Distributive Conjunctions – Concept, Uses and Examples

We explain what distributive conjunctions are, how they are used and examples in sentences. Also, other coordinating conjunctions.

distributive conjunctions
Distributive conjunctions present the elements as possible options.

What are distributive conjunctions?

In grammar, a specific type of coordinating conjunctions is called distributive conjunctions or distributive links, that is, those that link in a non-hierarchical (and therefore interchangeable) way two or more phrases, words or sentences. This specific type of coordinating conjunctions it is characterized by generating a relationship of alternation of meaning (time, place or logic) between the linked elements.

To do this, the distributive conjunctions are placed before each element, repeatedly, presenting them as options possible in the specific context of the sentence, and thus distribute among themselves the meaning of what was said (hence their name). In general, these conjunctions are limited and in Spanish they tend to be: well well, now … now, Ora Ora, or be … be. One of them can also be considered the expression as much as.

Examples of distributive conjunctions

Here are some examples of sentences with the presence of this type of conjunctions:

  • I’ll be coming home soon be Boat, be By plane.
  • That couple is always fighting, now out of jealousy, now for money.
  • Well it might be cold, well maybe not.
  • Pray you ask for something, now You ask for something else.
  • Soldiers will go to war be what they like, be not.
  • His interests were very diverse: already chemistry, already physics, already the arts.
  • The shoes well they can be blue, well they can be red.
  • I like chocolate so much the one who is pure, What the one with milk.

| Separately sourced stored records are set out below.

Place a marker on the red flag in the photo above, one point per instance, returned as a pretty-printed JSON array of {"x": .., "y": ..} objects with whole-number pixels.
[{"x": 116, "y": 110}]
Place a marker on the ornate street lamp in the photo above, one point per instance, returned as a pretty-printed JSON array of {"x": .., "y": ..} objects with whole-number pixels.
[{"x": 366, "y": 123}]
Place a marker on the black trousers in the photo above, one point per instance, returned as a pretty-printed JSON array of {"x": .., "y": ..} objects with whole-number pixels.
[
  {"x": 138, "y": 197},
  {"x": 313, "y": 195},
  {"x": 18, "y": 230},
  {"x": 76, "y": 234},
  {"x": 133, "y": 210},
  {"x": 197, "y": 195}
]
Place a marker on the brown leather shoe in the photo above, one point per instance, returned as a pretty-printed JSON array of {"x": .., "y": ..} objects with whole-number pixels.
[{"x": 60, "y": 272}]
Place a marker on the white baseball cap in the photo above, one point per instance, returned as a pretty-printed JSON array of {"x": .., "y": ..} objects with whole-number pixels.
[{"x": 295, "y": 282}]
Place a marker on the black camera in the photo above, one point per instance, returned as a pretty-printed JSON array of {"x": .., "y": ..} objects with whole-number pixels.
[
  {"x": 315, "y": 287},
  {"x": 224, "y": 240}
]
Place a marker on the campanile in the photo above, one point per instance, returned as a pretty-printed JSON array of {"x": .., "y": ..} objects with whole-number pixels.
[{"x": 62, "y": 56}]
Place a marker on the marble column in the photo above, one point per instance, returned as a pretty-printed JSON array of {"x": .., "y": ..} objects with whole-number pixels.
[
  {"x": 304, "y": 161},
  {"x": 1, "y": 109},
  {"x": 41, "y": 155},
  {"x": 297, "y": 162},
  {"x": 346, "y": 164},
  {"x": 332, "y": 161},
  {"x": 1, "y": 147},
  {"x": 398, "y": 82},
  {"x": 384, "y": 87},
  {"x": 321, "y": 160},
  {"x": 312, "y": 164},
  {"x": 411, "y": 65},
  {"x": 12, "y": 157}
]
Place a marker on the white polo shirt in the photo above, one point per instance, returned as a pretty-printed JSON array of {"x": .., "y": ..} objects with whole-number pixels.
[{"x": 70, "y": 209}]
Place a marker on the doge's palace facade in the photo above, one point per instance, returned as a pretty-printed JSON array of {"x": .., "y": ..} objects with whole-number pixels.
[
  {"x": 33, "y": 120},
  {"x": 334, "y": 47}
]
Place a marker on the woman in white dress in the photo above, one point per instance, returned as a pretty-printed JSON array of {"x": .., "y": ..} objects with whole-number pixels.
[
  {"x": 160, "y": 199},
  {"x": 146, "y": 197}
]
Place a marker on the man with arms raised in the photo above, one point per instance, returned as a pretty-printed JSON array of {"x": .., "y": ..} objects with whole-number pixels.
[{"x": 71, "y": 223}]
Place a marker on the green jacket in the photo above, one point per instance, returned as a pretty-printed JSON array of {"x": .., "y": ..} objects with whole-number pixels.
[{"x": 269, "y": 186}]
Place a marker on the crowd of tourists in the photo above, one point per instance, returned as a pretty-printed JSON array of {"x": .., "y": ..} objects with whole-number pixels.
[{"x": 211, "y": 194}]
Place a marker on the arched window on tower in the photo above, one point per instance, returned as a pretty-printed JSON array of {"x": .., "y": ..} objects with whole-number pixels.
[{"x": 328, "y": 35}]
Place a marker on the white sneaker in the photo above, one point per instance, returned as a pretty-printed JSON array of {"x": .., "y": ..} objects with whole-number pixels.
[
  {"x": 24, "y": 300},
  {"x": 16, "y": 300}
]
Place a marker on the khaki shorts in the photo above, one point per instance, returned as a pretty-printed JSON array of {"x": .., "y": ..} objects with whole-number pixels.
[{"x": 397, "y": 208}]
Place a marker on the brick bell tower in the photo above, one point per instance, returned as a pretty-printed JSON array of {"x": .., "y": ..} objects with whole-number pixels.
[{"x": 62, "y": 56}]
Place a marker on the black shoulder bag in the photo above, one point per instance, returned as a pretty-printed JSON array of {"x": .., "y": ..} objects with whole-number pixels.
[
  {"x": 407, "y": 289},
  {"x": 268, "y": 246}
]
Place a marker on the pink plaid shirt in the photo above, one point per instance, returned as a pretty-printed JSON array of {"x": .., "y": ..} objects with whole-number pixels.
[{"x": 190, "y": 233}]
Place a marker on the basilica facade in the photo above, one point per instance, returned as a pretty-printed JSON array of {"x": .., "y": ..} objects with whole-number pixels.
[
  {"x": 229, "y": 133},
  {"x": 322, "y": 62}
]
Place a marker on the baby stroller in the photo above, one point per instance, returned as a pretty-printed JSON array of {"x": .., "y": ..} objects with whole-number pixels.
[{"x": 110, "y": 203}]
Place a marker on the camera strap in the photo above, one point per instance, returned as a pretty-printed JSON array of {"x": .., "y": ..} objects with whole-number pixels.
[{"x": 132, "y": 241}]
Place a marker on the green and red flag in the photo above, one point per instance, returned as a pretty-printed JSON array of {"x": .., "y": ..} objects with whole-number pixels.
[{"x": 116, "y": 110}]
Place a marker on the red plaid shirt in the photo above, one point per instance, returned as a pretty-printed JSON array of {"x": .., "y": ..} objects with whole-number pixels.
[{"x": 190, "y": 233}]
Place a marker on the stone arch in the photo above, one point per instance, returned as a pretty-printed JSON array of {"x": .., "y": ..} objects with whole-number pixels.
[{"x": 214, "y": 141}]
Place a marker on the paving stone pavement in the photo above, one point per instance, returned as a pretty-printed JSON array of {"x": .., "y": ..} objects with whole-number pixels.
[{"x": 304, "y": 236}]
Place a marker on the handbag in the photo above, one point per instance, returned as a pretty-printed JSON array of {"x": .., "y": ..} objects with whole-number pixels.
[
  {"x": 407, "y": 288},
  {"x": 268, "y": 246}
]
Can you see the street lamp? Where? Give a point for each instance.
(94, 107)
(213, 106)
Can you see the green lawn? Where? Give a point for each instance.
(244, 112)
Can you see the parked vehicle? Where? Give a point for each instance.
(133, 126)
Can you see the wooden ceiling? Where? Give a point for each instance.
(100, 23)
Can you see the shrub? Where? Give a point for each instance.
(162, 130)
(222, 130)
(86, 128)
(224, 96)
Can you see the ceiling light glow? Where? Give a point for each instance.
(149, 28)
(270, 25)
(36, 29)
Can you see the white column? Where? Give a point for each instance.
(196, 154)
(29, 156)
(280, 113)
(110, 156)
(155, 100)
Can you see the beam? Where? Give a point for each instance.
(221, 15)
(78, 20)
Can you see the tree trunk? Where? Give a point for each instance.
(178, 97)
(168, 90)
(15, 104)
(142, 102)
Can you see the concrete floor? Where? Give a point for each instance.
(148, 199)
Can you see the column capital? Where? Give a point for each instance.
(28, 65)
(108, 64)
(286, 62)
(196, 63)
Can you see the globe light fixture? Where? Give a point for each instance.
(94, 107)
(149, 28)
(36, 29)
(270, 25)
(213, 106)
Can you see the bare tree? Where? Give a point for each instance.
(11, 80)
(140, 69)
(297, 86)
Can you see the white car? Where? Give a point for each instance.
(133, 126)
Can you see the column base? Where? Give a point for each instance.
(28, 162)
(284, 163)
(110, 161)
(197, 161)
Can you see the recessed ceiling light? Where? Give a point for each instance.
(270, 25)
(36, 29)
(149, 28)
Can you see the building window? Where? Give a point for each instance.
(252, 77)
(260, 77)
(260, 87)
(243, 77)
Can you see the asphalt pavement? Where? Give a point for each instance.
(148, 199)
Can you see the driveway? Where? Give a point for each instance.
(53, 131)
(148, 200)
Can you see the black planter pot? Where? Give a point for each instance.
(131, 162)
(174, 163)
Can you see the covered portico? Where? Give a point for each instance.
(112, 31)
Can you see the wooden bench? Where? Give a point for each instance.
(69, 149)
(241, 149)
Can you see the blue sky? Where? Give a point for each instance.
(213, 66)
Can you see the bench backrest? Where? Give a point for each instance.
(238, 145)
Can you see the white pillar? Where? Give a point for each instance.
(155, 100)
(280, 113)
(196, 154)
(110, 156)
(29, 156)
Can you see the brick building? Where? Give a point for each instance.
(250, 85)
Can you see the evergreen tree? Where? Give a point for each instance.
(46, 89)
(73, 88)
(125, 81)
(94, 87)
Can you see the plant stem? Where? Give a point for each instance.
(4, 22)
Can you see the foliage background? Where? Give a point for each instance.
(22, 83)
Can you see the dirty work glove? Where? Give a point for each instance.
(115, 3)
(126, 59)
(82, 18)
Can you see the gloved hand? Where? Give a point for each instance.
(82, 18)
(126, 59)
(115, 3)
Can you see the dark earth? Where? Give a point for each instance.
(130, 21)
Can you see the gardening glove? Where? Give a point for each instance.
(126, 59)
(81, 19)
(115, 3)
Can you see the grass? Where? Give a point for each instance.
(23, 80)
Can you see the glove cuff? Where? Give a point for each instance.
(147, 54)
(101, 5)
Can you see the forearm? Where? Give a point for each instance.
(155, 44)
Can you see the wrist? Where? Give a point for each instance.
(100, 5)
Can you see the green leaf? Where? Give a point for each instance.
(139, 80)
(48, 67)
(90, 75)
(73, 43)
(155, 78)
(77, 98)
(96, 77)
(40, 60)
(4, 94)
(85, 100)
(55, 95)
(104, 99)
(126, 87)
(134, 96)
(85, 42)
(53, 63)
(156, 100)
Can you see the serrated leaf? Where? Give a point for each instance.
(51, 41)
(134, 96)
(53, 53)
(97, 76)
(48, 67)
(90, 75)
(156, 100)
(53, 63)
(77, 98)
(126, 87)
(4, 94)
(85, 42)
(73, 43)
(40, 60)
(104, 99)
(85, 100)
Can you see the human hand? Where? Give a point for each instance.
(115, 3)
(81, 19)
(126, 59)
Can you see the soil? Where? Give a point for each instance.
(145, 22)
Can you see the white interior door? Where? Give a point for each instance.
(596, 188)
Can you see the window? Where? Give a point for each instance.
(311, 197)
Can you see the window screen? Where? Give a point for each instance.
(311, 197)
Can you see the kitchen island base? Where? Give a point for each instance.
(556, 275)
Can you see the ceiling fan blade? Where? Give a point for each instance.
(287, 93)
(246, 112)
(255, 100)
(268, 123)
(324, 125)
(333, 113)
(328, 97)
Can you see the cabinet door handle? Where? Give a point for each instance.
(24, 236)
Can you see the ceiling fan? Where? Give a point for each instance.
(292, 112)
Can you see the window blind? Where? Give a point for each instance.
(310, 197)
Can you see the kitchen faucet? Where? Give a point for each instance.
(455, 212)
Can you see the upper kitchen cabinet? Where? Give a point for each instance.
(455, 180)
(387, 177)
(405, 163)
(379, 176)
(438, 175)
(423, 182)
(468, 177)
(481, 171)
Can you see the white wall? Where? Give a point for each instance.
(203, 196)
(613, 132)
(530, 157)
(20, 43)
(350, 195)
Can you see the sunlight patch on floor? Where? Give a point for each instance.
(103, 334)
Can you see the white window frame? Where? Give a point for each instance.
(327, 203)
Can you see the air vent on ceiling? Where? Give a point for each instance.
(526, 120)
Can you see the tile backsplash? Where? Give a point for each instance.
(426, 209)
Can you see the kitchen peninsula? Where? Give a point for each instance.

Other coordinating conjunctions

In addition to distributive conjunctions, there are the following types of coordinating conjunctions:

  • Copulative conjunctions, which link two or more terms from an addition or accumulation relationship. For example: “We buy melons and watermelons for the salad “or” Haven’t you seen Pedro, neither to Jesus, neither Raquel? ”.
  • Disjunctive conjunctions, which introduce a mutually exclusive relationship between linked elements. For example: “I don’t know if traveling to China or better to India ”.
  • Adverse conjunctions, which introduce a relationship of opposition or contradiction between the linked terms. For example: “We have a large team, although very united”.
  • Explanatory conjunctions, that link elements that have the same meaning but different form, to insist on what was said or explain it better. For example: “Over time the continents drift, that is to say, they change position ”.